How fast is your site? - makimaki
http://googlewebmastercentral.blogspot.com/2009/12/how-fast-is-your-site.html
======
jbyers
There seems to be a common thread among the suggested fixes. :)

    
    
      Page Speed suggestions
      Details:
        Enable gzip compression 
          http://www.google-analytics.com/ga.js (13.6 KB)
        Minimize DNS lookups 
          http://www.google-analytics.com/ga.js

------
dchest
Charts are generated using Google's Chart API. Example:

[http://www.google.com/chart?cht=lxy&chc=wmc&chd=s:A9...](http://www.google.com/chart?cht=lxy&chc=wmc&chd=s:A9,AA,A9,AA,A9,99,CCCDDDEEEFFFGGGHHIIIJQQRRRSSSTTTUUUVVXYYYZZZaaabbbcdeefffgghhiiijjklllmmmnnnooopppqqqrrrssuvvvwwwxxxyyyzz000223334445556777888,CBAAAABBBDDDDCCCCCCCCAAAAAAAAAAAAAAAABBBBBBBBBBBBBBAABBBBBBBBBBBBB4eeUQQQCAAAAABBBBBBBBBBBCCCCCBBBBBBBBBBBBDBBBBBBBBBBAAABBBBB&chs=800x150&chco=000000ff,dd3c10ff,000000ff,6489d0ff&chls=0.0,1.0,0.0|1.0,1.0,2.0|0.0,1.0,0.0|4.0,1.0,0.0&chg=16.67,101.0,1.0,0.0&chm=tSLOW,c0c0c0ff,2,0.0,12.0,0,vh:375.0:-59.0|b,efffeac0,0,1.0,0.0|b,ffefeac0,1,2.0,0.0&chxt=x,y,r&chxl=0:|Jun|Jul|Aug|Sep|Oct|Nov|Dec|1:||50|100|150|2:||||&sig=z3ueXYijPpSnm5mXEmGaD7NAtHo)

(I'm pretty sure the spike indicates the time when my blog's home page
contained four or so embedded YouTube videos).

------
zepolen
Nice effort, but time taken to get to fully loaded state is a useless metric.

My homepage takes 2 seconds to load according to google, however what it
doesn't/can't realise is that after 150ms (ie. the html page and css is
downloaded) the page is entirely in 'usable' state, since all the javascript
is loaded _after_ the page finishes rendering.

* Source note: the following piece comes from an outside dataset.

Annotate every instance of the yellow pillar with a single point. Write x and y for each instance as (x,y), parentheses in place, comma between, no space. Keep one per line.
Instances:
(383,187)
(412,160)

I load the external javascripts on every page regardless of whether they will
be used or not (because they will be cached after that).

Functionality is not an issue - I don't believe in 'graceful degrading' of
javascript, I believe in using javascript to 'enhance' pages.